Anonymisation is the process of removing or obscuring personally identifiable information (PII) from a dataset. Synthetic data can be used to create a version of your data that preserves statistical patterns but removes direct links to individuals.

While our brainwave data doesn't contain obvious PII like names or addresses, if you were working with a dataset that did, here's how you might identify and examine those columns.

Let's assume you have a CSV file that includes columns like 'Participant_Name', 'Age', and 'Location' which could be used to identify individuals.





In [None]:
# edit to match our data
sensitive_column_names = ['Participant_Name', 'Age', 'Location']
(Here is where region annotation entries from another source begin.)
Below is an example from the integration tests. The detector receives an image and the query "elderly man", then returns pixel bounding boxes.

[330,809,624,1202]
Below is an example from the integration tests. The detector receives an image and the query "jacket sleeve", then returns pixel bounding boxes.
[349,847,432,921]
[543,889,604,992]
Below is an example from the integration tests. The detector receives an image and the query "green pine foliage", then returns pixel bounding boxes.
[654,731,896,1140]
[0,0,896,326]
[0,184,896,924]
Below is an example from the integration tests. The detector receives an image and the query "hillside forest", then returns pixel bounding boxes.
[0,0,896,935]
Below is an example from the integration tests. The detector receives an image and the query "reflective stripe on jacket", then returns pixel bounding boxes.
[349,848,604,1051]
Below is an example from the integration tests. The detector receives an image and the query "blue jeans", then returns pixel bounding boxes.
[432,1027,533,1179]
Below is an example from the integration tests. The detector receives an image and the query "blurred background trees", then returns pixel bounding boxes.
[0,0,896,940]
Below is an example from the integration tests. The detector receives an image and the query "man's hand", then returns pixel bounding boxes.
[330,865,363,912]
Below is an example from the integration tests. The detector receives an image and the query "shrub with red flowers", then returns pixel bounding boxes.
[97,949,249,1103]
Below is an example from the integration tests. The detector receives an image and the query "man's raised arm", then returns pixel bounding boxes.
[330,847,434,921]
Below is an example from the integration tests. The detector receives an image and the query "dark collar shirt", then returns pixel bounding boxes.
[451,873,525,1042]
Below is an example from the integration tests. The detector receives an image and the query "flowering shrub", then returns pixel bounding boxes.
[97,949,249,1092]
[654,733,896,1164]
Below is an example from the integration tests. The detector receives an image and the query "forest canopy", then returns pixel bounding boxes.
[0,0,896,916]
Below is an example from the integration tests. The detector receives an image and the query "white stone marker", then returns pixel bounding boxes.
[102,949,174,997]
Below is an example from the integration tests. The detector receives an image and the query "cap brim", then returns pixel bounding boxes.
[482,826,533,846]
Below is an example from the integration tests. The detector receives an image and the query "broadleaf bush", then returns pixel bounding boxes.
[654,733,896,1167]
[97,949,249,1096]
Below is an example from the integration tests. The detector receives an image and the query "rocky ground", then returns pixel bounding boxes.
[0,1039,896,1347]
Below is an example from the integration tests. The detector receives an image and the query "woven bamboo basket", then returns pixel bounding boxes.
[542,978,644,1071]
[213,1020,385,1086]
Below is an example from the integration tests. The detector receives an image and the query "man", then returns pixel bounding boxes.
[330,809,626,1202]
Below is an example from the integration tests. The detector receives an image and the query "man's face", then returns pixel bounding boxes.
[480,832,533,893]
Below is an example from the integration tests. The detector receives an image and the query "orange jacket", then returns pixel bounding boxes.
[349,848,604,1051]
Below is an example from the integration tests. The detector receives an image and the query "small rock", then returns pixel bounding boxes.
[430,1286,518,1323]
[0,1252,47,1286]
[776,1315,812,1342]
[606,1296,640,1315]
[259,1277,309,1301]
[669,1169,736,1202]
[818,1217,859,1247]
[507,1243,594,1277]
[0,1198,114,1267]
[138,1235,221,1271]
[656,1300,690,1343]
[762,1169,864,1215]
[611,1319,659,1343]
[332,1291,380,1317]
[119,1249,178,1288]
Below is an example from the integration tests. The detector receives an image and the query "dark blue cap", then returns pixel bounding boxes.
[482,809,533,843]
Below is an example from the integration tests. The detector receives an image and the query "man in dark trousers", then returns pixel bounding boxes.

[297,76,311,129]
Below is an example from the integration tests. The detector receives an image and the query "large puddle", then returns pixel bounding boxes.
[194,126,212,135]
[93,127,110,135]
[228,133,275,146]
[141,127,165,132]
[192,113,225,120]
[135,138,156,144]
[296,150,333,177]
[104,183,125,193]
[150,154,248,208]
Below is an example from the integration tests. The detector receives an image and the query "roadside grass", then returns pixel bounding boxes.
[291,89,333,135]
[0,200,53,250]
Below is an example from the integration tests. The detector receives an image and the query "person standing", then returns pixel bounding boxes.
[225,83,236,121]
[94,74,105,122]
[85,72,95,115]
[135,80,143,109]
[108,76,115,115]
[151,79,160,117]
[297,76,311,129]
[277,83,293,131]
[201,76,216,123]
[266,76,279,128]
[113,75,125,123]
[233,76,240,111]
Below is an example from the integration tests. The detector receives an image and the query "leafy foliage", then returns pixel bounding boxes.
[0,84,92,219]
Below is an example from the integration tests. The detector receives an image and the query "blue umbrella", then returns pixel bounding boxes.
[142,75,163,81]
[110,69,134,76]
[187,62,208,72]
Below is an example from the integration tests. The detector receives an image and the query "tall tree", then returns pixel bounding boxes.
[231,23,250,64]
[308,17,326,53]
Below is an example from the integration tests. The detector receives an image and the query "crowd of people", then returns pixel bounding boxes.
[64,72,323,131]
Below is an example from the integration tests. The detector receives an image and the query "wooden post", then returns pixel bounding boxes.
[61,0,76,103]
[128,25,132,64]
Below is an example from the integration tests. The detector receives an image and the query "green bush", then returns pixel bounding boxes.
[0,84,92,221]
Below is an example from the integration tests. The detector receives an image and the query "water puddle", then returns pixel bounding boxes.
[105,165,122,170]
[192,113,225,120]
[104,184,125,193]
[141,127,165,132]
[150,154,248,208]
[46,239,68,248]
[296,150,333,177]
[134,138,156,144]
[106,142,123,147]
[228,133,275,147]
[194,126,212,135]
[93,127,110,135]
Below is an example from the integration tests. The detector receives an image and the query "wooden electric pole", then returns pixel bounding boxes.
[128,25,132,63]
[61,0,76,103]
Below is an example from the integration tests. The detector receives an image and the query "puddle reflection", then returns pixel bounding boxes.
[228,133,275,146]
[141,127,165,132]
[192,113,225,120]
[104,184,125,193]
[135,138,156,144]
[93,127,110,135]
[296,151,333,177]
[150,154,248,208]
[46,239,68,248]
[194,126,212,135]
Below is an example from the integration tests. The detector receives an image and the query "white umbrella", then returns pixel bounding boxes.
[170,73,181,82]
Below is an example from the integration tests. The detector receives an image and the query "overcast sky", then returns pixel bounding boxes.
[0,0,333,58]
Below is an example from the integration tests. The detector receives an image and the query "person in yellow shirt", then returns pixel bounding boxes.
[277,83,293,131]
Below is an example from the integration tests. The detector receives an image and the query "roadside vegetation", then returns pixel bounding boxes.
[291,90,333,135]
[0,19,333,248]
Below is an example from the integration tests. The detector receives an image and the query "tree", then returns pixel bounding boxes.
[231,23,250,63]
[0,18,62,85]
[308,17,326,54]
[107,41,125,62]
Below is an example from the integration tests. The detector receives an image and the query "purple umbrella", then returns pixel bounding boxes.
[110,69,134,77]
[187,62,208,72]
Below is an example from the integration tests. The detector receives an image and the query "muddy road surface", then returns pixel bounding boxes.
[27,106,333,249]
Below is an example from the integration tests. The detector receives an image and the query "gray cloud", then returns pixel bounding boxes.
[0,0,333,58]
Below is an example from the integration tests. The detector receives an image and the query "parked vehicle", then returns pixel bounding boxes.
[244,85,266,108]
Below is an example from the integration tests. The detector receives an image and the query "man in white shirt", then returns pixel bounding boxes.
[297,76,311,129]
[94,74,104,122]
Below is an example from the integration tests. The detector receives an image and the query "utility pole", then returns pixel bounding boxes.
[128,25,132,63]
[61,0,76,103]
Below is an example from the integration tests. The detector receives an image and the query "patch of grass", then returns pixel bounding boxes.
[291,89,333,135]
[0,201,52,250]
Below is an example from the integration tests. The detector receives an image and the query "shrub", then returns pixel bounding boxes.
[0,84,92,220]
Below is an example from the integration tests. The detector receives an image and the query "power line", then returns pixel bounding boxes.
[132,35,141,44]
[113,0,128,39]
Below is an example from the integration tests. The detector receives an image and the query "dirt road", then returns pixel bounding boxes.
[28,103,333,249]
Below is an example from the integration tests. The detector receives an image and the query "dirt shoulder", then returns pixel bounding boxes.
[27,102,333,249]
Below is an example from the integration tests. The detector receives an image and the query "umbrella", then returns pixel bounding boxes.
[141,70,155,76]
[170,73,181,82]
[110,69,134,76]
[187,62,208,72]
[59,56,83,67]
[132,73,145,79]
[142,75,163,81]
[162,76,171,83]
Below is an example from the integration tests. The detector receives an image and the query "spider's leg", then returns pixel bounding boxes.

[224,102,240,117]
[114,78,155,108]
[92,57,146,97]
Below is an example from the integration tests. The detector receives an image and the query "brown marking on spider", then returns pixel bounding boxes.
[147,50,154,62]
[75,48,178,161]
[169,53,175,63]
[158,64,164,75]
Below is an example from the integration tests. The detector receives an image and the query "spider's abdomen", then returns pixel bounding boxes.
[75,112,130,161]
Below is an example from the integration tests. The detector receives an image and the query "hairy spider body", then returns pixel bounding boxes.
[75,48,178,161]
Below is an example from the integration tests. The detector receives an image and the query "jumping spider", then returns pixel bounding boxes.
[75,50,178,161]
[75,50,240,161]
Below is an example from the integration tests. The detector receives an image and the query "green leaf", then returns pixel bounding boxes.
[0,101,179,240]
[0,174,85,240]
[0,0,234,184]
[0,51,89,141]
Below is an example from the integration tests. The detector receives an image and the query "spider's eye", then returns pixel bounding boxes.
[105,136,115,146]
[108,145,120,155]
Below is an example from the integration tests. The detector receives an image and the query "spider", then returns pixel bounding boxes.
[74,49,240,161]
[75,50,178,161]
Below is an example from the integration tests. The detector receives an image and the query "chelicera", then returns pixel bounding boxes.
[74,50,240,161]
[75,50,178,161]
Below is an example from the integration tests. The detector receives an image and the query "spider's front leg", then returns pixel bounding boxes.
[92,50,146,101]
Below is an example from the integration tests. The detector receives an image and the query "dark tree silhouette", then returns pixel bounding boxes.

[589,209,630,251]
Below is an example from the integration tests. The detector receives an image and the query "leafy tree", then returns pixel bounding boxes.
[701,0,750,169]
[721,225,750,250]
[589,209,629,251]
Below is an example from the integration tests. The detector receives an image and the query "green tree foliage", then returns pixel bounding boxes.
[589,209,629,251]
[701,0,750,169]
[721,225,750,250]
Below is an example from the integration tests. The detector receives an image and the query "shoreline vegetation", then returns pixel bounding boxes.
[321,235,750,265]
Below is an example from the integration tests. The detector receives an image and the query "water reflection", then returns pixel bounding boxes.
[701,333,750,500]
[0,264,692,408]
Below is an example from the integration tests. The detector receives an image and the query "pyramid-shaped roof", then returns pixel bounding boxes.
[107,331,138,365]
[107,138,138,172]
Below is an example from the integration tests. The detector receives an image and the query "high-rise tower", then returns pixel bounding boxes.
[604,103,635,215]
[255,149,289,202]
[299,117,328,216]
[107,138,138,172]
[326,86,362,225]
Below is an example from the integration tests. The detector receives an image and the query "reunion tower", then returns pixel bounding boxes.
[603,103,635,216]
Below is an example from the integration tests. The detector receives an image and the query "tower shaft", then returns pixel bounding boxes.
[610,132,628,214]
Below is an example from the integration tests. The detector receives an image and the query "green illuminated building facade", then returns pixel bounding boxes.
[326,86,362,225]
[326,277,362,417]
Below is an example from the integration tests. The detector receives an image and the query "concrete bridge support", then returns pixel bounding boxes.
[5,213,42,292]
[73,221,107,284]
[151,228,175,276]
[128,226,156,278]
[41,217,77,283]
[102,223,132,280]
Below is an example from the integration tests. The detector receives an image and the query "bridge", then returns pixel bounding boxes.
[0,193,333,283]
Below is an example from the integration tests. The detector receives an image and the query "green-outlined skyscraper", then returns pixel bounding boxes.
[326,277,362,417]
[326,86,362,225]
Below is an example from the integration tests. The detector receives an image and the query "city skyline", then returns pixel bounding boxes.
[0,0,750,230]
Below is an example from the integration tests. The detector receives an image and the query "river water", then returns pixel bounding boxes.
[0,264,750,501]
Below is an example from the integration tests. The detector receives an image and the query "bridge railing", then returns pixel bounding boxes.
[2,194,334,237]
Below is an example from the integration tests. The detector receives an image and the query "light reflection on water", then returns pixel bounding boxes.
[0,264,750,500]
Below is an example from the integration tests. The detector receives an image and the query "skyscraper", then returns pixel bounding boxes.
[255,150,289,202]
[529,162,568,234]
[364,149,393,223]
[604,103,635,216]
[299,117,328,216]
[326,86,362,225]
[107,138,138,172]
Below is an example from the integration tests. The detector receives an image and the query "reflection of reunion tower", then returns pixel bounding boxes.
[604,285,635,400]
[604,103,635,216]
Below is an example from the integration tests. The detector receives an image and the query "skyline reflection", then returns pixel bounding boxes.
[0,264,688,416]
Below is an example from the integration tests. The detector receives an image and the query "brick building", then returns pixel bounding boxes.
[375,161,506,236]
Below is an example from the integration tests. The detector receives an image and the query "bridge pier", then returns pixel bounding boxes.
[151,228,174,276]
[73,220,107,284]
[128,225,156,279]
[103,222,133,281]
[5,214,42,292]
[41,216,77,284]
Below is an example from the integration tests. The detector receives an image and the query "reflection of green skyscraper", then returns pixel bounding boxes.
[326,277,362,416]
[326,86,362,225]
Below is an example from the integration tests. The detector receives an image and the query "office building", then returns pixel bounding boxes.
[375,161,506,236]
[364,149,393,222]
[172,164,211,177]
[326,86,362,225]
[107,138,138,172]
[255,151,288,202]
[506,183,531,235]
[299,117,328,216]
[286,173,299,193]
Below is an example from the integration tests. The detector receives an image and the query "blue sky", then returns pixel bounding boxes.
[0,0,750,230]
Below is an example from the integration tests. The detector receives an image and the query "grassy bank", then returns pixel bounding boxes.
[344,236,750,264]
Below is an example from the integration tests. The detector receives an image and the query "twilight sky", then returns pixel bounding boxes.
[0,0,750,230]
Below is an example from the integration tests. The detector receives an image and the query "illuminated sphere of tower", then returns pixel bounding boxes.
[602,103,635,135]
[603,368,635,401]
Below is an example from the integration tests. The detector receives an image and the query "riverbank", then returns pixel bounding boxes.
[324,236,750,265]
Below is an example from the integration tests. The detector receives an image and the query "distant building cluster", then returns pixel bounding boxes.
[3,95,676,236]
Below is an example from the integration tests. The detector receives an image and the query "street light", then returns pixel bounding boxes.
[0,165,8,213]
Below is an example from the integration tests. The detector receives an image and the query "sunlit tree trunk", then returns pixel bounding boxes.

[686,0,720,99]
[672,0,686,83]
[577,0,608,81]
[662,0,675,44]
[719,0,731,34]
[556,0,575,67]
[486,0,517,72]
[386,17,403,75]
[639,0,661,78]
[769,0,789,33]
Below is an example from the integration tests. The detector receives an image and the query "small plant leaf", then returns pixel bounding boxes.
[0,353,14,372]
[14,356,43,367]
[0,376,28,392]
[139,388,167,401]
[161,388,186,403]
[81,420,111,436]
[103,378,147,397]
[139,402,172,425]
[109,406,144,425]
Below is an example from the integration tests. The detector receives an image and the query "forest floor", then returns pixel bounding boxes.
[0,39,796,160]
real_data[sensitive_column_names].head(3)

synthetic_data[sensitive_column_names].head(3)

**Explanation:**

*   We define a list `sensitive_column_names` containing the names of columns that might contain personally identifiable information. **Remember to replace these hypothetical column names with the actual names from your dataset if it contains PII.**
*   We then display the head of both the real data and the synthetic data for these specified columns.
*   The goal of a good synthetic data generation process (especially when dealing with PII) is that the synthetic data in these columns either doesn't exist, is generalised, or is transformed in a way that it cannot be linked back to individuals in the real data, while still maintaining the overall statistical characteristics that are not related to individual identity.

**Important Note:**

The SDV library offers features for handling PII during synthetic data generation, such as using specific data transformers or setting columns as PII in the metadata. For datasets with sensitive information, it is crucial to configure the synthesizer appropriately to ensure adequate anonymization and privacy preservation. Refer to the SDV documentation on handling PII for more advanced techniques.



---

## 5.4 Comparison Case - Augmented Data

Beyond generating synthetic data that mimics the original dataset, another valuable technique is data augmentation. Data augmentation involves creating new data points by applying transformations or combinations to the existing real data. This can be useful for:

*   **Increasing dataset size:** Creating more data for training machine learning models, especially when the original dataset is small.
*   **Improving model robustness:** Generating variations of existing data to make models less sensitive to noise or minor inconsistencies.
*   **Exploring hypothetical scenarios:** Simulating different conditions or combinations of data that weren't captured in the original recordings.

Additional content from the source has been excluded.